Leaked ACA replacement draft would bring major changes to Medicaid, individual exchanges

A newly leaked Affordable Care Act repeal bill would gut many of the law’s individual market reforms, significantly change how Medicaid is funded and limit tax breaks on employer-based health plans.

The draft House bill, obtained by Politico, could change as it moves through committees and when it is evaluated by the Congressional Budget Office. However, its contents offer a substantive look at how the GOP plans to rework healthcare policy.

Here are some of the main ACA provisions it would repeal:

  • Cost-sharing subsidies
  • The essential health benefits requirement
  • Medicaid expansion
  • The individual mandate
  • All of the law’s taxes

Instead, it would:

  • Provide states with $100 billion in “state innovation grants” to create high-risk pools for people with preexisting conditions
  • Give consumers age-based tax credits to purchase individual market plans
  • Cap the tax exemption for employer-sponsored insurance at the 90th percentile of current premiums
  • Require individuals who fail to maintain continuous coverage to pay a 30% boost in premiums for a year when they reenroll
  • Change the rate-banding rule to let insurers to charge older customers up to five times as much as young ones, rather than just three times as much
  • Employ a Medicaid per capita cap, in which the federal government sets a limit on how much to reimburse states per enrollee.

The bill’s provisions hew closely to an outline of policy proposals recently released by Republican leaders in the House.
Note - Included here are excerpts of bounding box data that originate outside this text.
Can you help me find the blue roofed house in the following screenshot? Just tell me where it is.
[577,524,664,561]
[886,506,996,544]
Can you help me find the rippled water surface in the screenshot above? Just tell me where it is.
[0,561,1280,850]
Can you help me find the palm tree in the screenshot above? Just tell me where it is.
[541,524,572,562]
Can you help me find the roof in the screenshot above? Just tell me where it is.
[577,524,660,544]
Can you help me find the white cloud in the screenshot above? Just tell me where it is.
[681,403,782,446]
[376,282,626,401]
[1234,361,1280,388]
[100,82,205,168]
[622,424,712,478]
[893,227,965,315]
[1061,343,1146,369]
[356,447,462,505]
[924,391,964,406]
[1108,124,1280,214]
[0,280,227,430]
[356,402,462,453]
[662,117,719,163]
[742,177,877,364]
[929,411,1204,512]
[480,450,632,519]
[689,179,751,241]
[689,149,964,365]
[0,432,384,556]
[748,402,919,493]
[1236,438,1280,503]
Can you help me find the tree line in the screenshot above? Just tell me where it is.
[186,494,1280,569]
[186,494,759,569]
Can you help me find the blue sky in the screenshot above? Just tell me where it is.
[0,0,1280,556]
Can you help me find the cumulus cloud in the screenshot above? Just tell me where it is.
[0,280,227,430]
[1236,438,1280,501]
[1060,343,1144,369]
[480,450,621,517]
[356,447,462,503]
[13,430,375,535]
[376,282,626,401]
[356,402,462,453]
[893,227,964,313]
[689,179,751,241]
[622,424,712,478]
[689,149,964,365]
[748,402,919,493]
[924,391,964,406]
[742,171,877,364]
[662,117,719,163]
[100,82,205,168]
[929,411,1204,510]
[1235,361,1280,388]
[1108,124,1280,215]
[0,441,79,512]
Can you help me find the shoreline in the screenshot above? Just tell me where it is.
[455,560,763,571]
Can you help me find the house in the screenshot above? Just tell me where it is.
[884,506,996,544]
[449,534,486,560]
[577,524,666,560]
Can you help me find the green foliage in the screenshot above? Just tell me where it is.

Some insurers, however, have expressed concern with those proposals, noting that they may not be enough to stabilize the individual marketplaces.

The Trump administration has taken some initial steps to ease insurers’ concerns, including introducing a draft rule that would make changes like shortening the open enrollment period for marketplace coverage. This week, federal health officials also announced that states can allow insurers to continue offering “transitional,” non-ACA-compliant plans for another year.